Is my cat one-and-done with silvervine?
May 9, 2017 12:02 PM   Subscribe

I got Ms. Mildred Butterclaws, or Millie, a little over a year ago from a shelter. I found she was unresponsive to catnip. Then I heard about silvervine right here on MeFi and ordered a small package. She responded enthusiastically to silvervine the first time I gave it to her, but since then-- nothing. She just ignores it. Is this a common thing with cats? What could be going on here?

I've also tried giving her valierian and honeysuckle and she didn't respond to those either. I was initially happy that she seemed to enjoy the silvervine so I'd like to know if there are any other things I can do to help my cat get buzzed.
posted by mcmile to Pets & Animals (4 answers total)
That is a really fascinating behavior, mcmile.

According to a surprisingly good article on Cat World, silvervine does not contain nepetelactone, the active ingredient in catnip, but does contain closely related compounds.

Catnip is generally said to be non-toxic to cats, but the Cat World article points out an effect that would be extremely concerning in humans -- and of course to cat breeders: it stimulates uterine contractions, and is therefore a potential abortifacient.

I think this means there would have been strong selection pressure in any cat population in an area in which catnip was endemic in favor of a gene or genes which enabled a mechanism that could neutralize the effects of nepetelactone and similar compounds.
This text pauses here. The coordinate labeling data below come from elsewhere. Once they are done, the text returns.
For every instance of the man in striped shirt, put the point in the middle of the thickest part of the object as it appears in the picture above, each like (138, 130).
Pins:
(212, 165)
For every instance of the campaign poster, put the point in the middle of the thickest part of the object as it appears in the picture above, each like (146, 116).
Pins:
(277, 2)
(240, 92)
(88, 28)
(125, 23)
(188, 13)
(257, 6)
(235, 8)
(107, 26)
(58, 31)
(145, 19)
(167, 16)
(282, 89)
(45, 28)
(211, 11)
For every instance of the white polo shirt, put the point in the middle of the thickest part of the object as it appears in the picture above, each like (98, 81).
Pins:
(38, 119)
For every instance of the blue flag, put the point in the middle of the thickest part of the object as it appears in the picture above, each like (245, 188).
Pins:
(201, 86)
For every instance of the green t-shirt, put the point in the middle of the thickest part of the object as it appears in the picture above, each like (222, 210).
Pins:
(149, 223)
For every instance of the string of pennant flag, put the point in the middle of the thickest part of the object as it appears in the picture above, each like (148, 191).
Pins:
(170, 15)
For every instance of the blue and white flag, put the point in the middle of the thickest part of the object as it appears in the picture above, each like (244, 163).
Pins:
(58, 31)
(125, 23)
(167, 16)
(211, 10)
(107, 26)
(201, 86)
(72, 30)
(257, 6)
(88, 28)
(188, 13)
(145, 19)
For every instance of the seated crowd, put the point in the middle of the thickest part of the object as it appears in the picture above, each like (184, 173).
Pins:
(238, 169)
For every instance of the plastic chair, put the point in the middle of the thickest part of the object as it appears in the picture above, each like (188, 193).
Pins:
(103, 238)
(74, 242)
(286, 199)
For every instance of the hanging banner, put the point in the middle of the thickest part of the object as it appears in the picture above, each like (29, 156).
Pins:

And the fact that your cat reacted only once to silvervine (and may well have reacted only once to catnip, too), suggests a very chemical structure specific response which is a hallmark of the immune system.

I'm thinking particularly of the antivenom immune response, in which
Antivenoms bind to and neutralize the venom, halting further damage, but do not reverse damage already done.
I also think other lines of evidence point to evolutionary developments in cats that suggest a long association with snakes, which might predispose cats to be able to develop antivenom responses to damaging chemicals.

All of which would mean your cat is "one-and-done" with silvervine.
posted by jamjam at 1:47 PM on May 9, 2017 [2 favorites]

I did the same thing, buying a small packet when I read about it here. My cats went nuts the first time, then ignored it for weeks. But recently I set the packet out on the floor and my cats went nuts over it again. Maybe put it away and try it again later?
posted by jenjenc at 4:31 PM on May 9, 2017 [2 favorites]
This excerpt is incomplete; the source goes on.